En un mois, quatre députées ont pris leurs distances avec La République en marche, et parfois avec le groupe majoritaire à l'Assemblée. En cause, le fonctionnement du mouvement. Au total, 19 élus l'ont quitté depuis le début de la législature.
C'est le dernier départ en date : la députée Paula Forteza a annoncé mardi qu'elle quittait La République en marche, le parti mais aussi le groupe majoritaire à l'Assemblée nationale.

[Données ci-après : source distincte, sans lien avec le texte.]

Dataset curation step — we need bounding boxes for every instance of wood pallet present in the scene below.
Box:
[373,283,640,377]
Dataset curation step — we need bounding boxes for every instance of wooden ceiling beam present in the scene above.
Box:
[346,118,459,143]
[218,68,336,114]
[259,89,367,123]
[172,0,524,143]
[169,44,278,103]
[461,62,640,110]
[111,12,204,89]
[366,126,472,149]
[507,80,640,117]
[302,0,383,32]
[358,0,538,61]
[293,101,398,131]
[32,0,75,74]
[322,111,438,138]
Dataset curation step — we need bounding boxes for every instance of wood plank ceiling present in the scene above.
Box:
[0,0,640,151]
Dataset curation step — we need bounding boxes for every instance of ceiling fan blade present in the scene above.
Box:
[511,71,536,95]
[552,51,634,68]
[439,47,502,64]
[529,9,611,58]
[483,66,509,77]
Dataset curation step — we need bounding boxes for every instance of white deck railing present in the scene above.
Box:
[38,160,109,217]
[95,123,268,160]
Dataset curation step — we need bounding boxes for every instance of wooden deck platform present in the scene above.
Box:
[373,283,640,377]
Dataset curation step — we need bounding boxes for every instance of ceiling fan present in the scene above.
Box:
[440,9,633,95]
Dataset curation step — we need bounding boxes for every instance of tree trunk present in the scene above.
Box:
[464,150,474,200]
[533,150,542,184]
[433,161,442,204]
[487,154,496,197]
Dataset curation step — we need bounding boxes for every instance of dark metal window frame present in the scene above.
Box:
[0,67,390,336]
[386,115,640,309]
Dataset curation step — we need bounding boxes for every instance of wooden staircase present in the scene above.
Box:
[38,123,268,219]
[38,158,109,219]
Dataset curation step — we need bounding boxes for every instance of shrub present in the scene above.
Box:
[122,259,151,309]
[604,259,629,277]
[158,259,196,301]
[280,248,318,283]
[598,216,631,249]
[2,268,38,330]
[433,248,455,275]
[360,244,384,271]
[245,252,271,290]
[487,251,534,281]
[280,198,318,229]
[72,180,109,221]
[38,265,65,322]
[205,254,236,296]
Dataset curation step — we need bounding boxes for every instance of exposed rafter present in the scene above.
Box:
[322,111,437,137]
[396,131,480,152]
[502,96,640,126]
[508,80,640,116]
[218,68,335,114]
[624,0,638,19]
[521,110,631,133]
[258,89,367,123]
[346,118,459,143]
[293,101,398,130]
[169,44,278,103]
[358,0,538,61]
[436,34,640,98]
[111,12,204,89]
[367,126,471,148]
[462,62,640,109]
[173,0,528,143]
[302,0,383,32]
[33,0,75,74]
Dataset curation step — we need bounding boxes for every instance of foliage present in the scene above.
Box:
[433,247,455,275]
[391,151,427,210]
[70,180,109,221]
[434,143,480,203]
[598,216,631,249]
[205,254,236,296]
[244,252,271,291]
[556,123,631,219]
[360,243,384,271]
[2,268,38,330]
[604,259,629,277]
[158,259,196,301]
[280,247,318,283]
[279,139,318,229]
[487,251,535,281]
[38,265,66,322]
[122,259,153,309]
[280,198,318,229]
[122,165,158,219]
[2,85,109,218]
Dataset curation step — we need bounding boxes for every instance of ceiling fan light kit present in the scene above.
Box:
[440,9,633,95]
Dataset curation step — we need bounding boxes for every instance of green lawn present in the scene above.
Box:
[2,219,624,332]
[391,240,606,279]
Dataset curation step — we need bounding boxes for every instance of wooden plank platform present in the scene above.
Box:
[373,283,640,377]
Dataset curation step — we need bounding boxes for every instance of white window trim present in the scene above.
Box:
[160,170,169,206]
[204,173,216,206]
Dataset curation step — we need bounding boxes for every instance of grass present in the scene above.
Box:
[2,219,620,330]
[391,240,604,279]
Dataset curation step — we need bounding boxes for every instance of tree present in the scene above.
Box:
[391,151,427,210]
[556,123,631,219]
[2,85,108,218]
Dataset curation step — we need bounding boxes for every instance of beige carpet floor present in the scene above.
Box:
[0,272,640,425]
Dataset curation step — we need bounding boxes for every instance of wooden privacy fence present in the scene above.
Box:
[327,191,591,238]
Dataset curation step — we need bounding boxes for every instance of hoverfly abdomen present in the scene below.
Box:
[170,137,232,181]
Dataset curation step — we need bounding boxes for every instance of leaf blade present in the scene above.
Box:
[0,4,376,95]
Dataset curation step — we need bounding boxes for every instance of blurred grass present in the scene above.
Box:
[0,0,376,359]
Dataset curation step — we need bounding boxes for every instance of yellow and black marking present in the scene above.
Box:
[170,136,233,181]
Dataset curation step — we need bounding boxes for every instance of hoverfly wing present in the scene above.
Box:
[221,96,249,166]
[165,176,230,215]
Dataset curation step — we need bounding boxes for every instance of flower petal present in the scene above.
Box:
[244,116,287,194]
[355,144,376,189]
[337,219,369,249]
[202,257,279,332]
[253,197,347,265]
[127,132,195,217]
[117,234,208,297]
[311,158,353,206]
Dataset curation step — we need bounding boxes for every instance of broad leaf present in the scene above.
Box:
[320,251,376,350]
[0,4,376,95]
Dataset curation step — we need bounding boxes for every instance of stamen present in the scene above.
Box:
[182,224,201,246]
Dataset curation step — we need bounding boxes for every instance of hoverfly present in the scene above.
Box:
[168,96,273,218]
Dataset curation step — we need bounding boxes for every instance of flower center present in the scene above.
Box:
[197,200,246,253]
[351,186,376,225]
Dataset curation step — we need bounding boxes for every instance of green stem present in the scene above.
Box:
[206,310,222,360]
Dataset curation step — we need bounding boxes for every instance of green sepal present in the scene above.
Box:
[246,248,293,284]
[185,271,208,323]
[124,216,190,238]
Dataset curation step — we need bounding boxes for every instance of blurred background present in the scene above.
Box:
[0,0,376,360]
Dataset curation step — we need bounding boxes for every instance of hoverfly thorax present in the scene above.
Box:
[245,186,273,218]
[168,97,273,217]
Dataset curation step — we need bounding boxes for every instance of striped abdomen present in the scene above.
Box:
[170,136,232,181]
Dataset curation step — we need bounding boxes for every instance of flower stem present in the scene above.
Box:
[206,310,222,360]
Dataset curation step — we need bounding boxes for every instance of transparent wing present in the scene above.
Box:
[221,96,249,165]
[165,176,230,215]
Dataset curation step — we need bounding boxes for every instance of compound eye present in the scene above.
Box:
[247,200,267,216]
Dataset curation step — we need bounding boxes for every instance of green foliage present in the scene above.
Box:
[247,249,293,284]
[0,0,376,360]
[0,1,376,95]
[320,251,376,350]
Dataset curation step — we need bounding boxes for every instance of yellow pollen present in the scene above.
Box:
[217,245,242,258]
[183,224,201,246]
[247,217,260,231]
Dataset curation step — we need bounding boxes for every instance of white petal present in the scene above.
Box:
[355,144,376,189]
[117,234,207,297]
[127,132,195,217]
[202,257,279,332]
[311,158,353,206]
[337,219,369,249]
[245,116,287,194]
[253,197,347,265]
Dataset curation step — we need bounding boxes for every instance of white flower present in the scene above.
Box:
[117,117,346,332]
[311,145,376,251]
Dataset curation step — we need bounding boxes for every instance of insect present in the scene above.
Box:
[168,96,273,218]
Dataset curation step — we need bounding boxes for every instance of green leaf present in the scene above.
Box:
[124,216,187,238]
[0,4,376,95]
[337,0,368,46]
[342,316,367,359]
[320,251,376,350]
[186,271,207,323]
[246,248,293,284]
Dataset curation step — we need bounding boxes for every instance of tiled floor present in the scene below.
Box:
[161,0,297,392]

Soutien de Cédric Villani à Paris, et tête de liste dans le 19e arrondissement, elle ne l'explique pas seulement pour cette raison et pointe "la stratégie" du mouvement qui suit, à ses yeux, "une dynamique d'exclusion, de rétrécissement, plus que de rassemblement". "Nous voulions combattre les appareils, nous en avons recréé un de toutes pièces", a écrit l'élue dans un message adressé à ses collègues LREM à l'Assemblée nationale.
"Ça fait résonance avec mon mail d'il y a un an. La sincérité de ces démarches me frappe. Rien n'est coordonné. Ce sont toutes des députées, très impliquées, qui travaillent beaucoup", réagit auprès du JDD Matthieu Orphelin, qui avait suivi le même chemin en février 2019.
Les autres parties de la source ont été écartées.